Correlation of the percentage of KD4i deleterious predictions with the allele frequencies of NFS-indels found in the 1000 Genome Project

Correlation of the percentage of KD4i deleterious predictions with the allele frequencies of NFS-indels found in the 1000 Genome Project.

Case study: NFS-Indel in a kinesin protein

To illustrate the potential of the KD4i approach to infer new knowledge about individual variants, we have chosen a variant from the test set (fold 1), namely a deletion of an asparagine residue at position 526 (N526del) of the KIF5A protein. KIF5A (UniProt ID: Q12840) belongs to the microtubule-associated protein family of kinesins, that serve as molecular motors to distribute intracellular cargo along microtubules. KIF5A is expressed exclusively in neurons, and has been recently linked to hereditary spastic paraplegias (HSPs), a genetically heterogeneous group of neurodegenerative disorders characterized by progressive lower-limb spasticity and weakness. The HSP pathology is characterized by axonal degeneration of motor and sensory neurons 50 .
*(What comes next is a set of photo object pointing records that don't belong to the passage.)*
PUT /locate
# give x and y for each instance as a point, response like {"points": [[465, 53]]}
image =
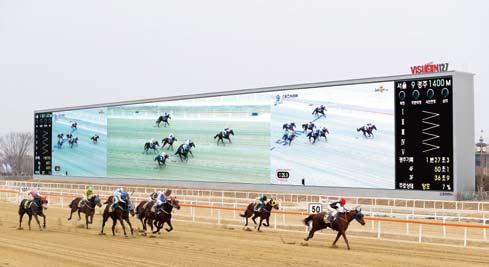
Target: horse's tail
{"points": [[308, 219]]}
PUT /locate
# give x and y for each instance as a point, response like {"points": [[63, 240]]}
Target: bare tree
{"points": [[16, 149]]}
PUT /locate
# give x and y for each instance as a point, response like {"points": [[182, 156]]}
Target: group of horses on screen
{"points": [[156, 219], [315, 132], [184, 150]]}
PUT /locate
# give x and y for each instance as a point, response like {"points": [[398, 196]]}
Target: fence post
{"points": [[407, 225], [218, 216], [420, 235], [465, 236], [444, 227], [484, 231], [378, 229]]}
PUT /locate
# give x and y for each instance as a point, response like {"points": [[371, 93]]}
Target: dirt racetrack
{"points": [[66, 243]]}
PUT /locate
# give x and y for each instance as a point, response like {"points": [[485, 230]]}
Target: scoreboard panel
{"points": [[424, 134]]}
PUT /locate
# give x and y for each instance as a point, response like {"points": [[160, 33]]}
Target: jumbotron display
{"points": [[383, 135]]}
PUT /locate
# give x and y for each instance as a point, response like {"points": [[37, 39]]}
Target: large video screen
{"points": [[335, 136]]}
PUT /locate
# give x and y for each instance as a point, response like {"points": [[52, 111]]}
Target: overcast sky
{"points": [[70, 53]]}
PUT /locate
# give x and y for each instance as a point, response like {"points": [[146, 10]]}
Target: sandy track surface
{"points": [[66, 243]]}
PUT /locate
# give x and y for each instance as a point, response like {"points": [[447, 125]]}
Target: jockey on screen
{"points": [[260, 202], [160, 200], [334, 208]]}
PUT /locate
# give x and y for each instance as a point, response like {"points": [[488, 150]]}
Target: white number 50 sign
{"points": [[315, 208]]}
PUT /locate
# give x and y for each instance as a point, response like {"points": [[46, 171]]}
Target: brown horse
{"points": [[33, 208], [165, 215], [264, 213], [120, 213], [148, 217], [85, 206], [341, 223]]}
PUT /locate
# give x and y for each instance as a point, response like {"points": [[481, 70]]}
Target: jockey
{"points": [[160, 200], [260, 203], [335, 208], [89, 192], [33, 195], [118, 197]]}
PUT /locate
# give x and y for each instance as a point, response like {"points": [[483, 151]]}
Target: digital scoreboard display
{"points": [[394, 135], [42, 143], [424, 135]]}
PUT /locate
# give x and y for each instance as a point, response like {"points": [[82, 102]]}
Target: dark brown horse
{"points": [[165, 215], [148, 217], [120, 213], [85, 206], [33, 208], [340, 224], [264, 213]]}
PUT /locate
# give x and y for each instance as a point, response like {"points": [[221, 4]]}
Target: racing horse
{"points": [[164, 119], [165, 215], [121, 213], [315, 135], [95, 138], [264, 213], [86, 206], [33, 208], [367, 130], [288, 138], [73, 141], [161, 159], [169, 141], [289, 126], [308, 126], [340, 224], [183, 150], [162, 215], [224, 135], [151, 145], [319, 110]]}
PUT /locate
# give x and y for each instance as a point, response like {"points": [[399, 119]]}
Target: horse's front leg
{"points": [[170, 226], [20, 220], [346, 240], [30, 219], [259, 225], [311, 234], [254, 217], [38, 223], [123, 226], [130, 226], [114, 222], [336, 240]]}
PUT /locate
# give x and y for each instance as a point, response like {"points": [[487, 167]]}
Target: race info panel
{"points": [[424, 134], [42, 143]]}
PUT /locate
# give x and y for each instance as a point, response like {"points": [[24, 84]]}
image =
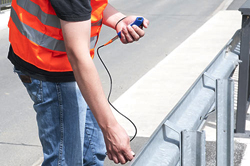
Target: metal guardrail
{"points": [[4, 3], [178, 140], [244, 68]]}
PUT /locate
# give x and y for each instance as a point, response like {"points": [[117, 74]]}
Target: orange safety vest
{"points": [[36, 35]]}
The variant (KIF5A_N526del) is predicted to be deleterious by 7 rules. We can compute the total precision, by taking the true/false positives for each rule and applying:

Precision total = ∑ True positives True positives + False positives

Since the precision is 100% and we have a large number of rules, we have high confidence in the prediction.

In order to extract more detailed information, we constructed a histogram of the usage of each parameter in this set of 7 rules. As shown in Figure 11, conservation-related (conserved residue and MACSIMS domain and block) and functional (Pfam site) parameters are largely represented. In addition, since the amino acid deleted is polar, hydrophilic and small, we hypothesize that the variant does not disrupt the structural folding process. We can conclude at this point that the deletion is probably a loss-of-function variant.

Figure 11

Histogram of occurrence of the different parameters in the rules that cover the kinesin heavy chain isoform 5A (Uniprot ID: Q12840) N256 deletion

Histogram of occurrence of the different parameters in the rules that cover the kinesin heavy chain isoform 5A (Uniprot ID: Q12840) N256 deletion.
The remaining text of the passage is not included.